A robust face super-resolution algorithm and its application in low-resolution face recognition system

Abstract

In real-world surveillance scenario, the face recognition (FR) systems pose a lot of challenges due to the captured low-resolution (LR) and noisy probe images. A new face super-resolution (SR) algorithm is proposed to design a recognition model overcoming the challenges of existing FR systems. The proposed SR algorithm inherits the merits of functional-interpolation and dictionary-based SR techniques. The functional interpolation assists in generating more discriminable output, whereas the dictionary-based approach assists in eliminating noise effects from the reconstruction process. Consequently, it produces more discriminable and noise-free high-resolution (HR) images from captured noisy LR probe images, suitable for real-world problems like low-resolution face recognition. The results obtained from the experiments performed on several popular face image datasets including FEI, FERET, and CAS-PEAL-R1 show that the proposed algorithm performs better than all the comparative SR methods.

Appendices

Appendix A

The matrix form of Eq. (1) is given below:

$$ \begin{aligned} w^{\ast}(a,b) & = \left\Vert {\varTheta}(a,b) \odot \left( P^{L}(a,b) - G^{L}(a,b)w(a,b) \right)\right\Vert_{2}^{2} \cr & \qquad + \tau \Vert Sw(a,b){\Vert_{2}^{2}} \end{aligned} $$

(12)

where G^L (a,b) is the matrix in which each column correspond to one LR dictionary patch. After multiply Θ(a, b) with each element we obtain,

$$ \begin{aligned} w^{\ast}(a,b) = \left\Vert \ddot{P^{L}}(a,b) - \ddot{G^{L}}(a,b) w(a,b) \right\Vert_{2}^{2} \quad + \tau \Vert Sw(a,b){\Vert_{2}^{2}} \end{aligned} $$

(13)

where \( \ddot {P^{L}}(a,b) = {\varTheta }(a,b) \odot P^{L}(a,b)\) and \( \ddot {G^{L}}(a,b) = {\varTheta }(a,b) \odot G^{L}(a,b)\).
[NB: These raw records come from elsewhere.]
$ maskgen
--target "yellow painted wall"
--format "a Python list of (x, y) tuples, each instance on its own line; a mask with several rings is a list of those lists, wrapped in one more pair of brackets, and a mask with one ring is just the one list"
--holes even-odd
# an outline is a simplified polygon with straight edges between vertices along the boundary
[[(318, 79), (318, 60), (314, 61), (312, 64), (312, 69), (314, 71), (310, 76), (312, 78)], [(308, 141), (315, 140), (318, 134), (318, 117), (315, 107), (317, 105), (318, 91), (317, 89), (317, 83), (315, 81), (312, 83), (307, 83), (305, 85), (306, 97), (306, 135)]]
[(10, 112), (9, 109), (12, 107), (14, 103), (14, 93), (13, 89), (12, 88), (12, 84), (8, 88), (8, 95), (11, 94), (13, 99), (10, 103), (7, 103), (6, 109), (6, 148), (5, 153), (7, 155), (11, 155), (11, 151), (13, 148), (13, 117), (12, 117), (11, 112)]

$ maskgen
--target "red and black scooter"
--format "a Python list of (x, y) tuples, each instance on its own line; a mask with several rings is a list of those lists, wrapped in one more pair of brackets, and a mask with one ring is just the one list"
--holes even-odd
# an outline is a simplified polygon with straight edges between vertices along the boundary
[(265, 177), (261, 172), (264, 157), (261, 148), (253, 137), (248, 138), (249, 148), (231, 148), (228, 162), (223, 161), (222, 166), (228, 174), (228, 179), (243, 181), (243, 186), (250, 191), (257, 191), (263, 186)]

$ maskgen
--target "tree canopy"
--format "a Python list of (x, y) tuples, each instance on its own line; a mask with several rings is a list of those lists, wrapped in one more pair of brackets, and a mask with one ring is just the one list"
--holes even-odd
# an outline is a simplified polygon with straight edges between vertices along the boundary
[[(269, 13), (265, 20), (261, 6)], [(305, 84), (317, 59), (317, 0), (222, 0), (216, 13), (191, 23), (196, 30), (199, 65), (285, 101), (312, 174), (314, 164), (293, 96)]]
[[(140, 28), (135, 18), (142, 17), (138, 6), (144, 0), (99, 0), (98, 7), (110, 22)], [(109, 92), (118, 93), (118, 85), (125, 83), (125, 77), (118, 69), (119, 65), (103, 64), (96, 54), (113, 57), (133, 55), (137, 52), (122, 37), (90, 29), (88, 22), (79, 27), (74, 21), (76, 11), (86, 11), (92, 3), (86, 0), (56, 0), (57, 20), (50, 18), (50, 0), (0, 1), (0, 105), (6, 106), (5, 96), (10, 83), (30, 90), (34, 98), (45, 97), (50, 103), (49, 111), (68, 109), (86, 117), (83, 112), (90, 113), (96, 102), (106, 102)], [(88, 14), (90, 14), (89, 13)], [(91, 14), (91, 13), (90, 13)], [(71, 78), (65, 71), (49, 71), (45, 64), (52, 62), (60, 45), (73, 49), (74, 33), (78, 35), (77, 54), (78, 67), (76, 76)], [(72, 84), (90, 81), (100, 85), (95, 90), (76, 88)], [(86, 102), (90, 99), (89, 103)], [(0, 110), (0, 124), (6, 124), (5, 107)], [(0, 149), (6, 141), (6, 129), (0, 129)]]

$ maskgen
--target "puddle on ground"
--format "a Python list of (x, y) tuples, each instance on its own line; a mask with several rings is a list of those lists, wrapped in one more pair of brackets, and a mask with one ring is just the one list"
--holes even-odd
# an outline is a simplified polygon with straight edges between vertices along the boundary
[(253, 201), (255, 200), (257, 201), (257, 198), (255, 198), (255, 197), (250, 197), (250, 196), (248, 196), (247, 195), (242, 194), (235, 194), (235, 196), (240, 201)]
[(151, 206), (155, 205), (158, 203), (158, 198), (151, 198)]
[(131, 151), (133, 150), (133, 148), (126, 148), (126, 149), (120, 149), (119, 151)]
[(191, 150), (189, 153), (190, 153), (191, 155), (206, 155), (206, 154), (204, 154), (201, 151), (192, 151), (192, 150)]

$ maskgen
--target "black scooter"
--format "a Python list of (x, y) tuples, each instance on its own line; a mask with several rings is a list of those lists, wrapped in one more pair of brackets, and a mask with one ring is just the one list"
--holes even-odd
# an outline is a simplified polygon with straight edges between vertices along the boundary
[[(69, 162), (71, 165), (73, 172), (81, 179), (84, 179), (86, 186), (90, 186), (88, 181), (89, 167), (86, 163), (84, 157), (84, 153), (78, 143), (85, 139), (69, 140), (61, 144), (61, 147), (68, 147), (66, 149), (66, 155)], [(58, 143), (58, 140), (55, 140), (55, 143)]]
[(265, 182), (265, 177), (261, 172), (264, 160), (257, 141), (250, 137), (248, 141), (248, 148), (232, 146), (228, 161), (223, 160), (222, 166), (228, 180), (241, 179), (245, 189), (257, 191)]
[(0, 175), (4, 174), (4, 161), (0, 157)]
Following [4, 32, 40], (13) can be simplified as:

$$ \begin{aligned} w(a,b) = \left( C(a,b) + \tau S^{2}\right) \setminus ones(N,1) \end{aligned} $$

(14)

where term ones(N, 1) denotes column vector of value one (or 1), operator “∖” is the left matrix devision, and C(a, b) denotes covariance matrix for P^L(a, b) which is calculated as:

$$ \begin{aligned} C(a,b) = J^{T}J, \end{aligned} $$

(15)

where J = P^L(a, b)ones(N, 1)^T −G^L(a, b). Finally, obtained weights are rescaled to satisfy \(\sum \limits _{n = 1}^{N} {{w_n}(a,b)} = 1\).

Appendix B

Since the objective function given in (9) is convex w.r.t.Λ, the optimal Λ^∗ is obtain by taking its derivative w.r.t. Λ as follows:

$$ \begin{aligned} \frac{\partial {\varLambda}^{\ast}}{\partial {\varLambda}} = \frac{\partial \left( G_{mp}^{H} - {\varLambda} G^{L}\right) {\varGamma} \left( G_{mp}^{H} - {\varLambda} G^{L}\right)^{T} }{\partial {\varLambda}} = 0, \end{aligned} $$

(16)

$$ \begin{aligned} -2G_{mp}^{H}{\varGamma} {G^{L}}^{T} + 2G^{L}{\varGamma} {G^{L}}^{T} {\varLambda} = 0, \end{aligned} $$

(17)

$$ \begin{aligned} {\varLambda} = \frac{G_{mp}^{H}{\varGamma} {G^{L}}^{T}}{G^{L}{\varGamma} {G^{L}}^{T}}, \end{aligned} $$

(18)

To make term G^LΓG^LT invertible (non-singular), by following [10], we add a small constant value λ to the diagonal elements of the matrix G^LΓG^LT before taking its inverse. Thus we have,

$$ \begin{aligned} {\varLambda} = G_{mp}^{H}{\varGamma} {G^{L}}^{T} \left( G^{L}{\varGamma} {G^{L}}^{T} + \lambda I \right)^{-1} \end{aligned} $$

(19)

For our experiments, the λ is set to small constant value 10^− 6.